While some mentoring relationships happen quite naturally, the quest to identify the perfect mentor can take a bit more effort, but anything worth pursuing is rarely easy. If you have been considering seeking a mentor, here are a few thoughts for consideration:
1. “A real friend or mentor isn’t on your payroll” ~ Prince
Prince certainly had a bold but valid point in that statement. Although not always true, preferably great mentor relationships occur outside the workplace and friend zone in order to offer the most unbiased feedback and insight. A mentor who comes with no preconceived notions or thoughts can dig in and understand your needs and offer insight as to where improvements or strategy changes are needed. True growth demands the good, bad and the ugly be discussed and a mentor who desires to offer that can do so more easily if the sensitivity factor is a non-issue. After all, mentors are not meant to make one “happy”, but rather to guide to the best of their knowledge.
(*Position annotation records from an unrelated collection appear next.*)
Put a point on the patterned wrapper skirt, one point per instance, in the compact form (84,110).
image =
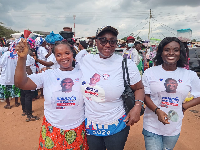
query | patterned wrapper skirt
(59,139)
(7,91)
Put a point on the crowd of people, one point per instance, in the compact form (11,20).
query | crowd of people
(82,84)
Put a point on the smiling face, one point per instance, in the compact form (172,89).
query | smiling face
(171,86)
(171,53)
(64,57)
(107,50)
(67,84)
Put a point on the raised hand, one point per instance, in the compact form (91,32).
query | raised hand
(22,48)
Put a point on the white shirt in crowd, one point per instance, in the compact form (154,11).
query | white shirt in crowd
(52,59)
(41,53)
(107,86)
(62,116)
(30,61)
(171,103)
(132,53)
(8,66)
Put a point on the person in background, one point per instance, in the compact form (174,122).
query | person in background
(26,96)
(82,45)
(63,124)
(166,86)
(92,49)
(107,124)
(8,64)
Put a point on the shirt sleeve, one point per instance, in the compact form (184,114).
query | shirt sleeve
(38,79)
(133,71)
(3,59)
(146,83)
(195,84)
(135,57)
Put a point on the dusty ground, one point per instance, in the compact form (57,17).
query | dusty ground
(16,134)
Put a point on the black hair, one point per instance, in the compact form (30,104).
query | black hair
(65,42)
(158,59)
(105,31)
(84,44)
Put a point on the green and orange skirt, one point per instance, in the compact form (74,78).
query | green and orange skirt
(57,139)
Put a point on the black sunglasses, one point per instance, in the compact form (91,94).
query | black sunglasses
(104,41)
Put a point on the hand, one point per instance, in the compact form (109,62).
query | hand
(133,116)
(162,116)
(22,48)
(34,56)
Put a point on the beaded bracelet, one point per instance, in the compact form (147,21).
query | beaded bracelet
(140,101)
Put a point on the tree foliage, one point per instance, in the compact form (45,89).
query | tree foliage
(5,31)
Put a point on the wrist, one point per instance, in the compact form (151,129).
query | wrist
(157,108)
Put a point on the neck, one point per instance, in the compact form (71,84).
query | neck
(169,67)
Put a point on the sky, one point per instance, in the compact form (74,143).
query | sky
(128,16)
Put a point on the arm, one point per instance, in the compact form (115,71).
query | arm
(21,79)
(45,63)
(134,114)
(162,116)
(191,103)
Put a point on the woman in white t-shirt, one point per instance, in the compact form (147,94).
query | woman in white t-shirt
(102,87)
(63,124)
(166,87)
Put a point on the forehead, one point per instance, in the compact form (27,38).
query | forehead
(171,80)
(172,44)
(67,80)
(62,47)
(131,40)
(108,34)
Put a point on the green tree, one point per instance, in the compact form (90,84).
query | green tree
(5,31)
(124,38)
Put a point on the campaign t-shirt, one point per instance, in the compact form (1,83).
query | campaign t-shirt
(8,65)
(168,90)
(63,105)
(103,85)
(30,61)
(52,58)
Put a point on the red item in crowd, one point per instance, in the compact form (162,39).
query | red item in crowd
(27,33)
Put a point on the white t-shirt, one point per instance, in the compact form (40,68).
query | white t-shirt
(132,53)
(41,53)
(52,58)
(30,61)
(155,84)
(103,103)
(8,66)
(3,50)
(61,116)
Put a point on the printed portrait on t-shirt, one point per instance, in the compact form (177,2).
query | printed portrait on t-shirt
(92,91)
(65,97)
(170,99)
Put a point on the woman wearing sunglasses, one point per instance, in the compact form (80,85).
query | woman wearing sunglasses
(107,124)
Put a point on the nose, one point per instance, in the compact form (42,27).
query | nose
(171,51)
(108,44)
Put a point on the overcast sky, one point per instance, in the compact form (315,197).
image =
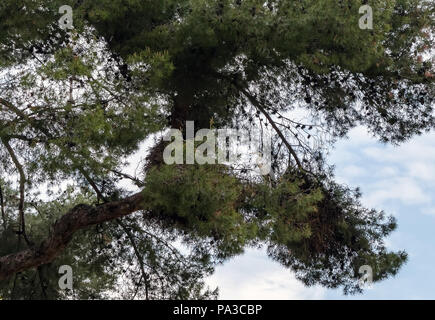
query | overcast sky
(399,180)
2. “One of the greatest values of mentors is the ability to see ahead what others cannot see and to help them navigate a course to their destination” ~ John C. Maxwell
Seeking a mentor who is respected with relevant industry experience is most productive. When considering who might fit that bill, a common mistake is going straight to the busiest, most recognized and visible mentors. This approach may work occasionally, but choosing key leaders within your industry and market might offer additional possibilities for those able to invest the time in a mentoring relationship. Consider identifying potential mentors who are functioning at a more senior level today but have been in your shoes and can easily relate to current experiences. It is with the real-life experiences – and let’s face it, mistakes – that a mentor pulls from and can offer sound advice and guidance.
3. “One person can make a difference, and everyone should try.” ~ John F. Kennedy
The ability to be 100% open and honest with a respected industry leader, who is fully committed to your personal and professional growth and success is both a unique and extremely treasured relationship. Great mentors see the overwhelming value because often they too were mentored early on and throughout their career and the experience received from that investment played a critical role in their success. Mentors see the value in directly influencing others, helping to harness unique talents and skills and even revisiting their own past lessons and hurdles. As Clint Eastwood wisely once said, “What I think the mentor gets is the great satisfaction of helping somebody along, helping somebody take advantage of an opportunity that maybe he or she did not have.”.
So, what are you waiting for? Start working toward a mentor relationship and better yet, become someone’s mentor and impart your wisdom and experiences to those who want to learn and develop. Mentoring makes a difference!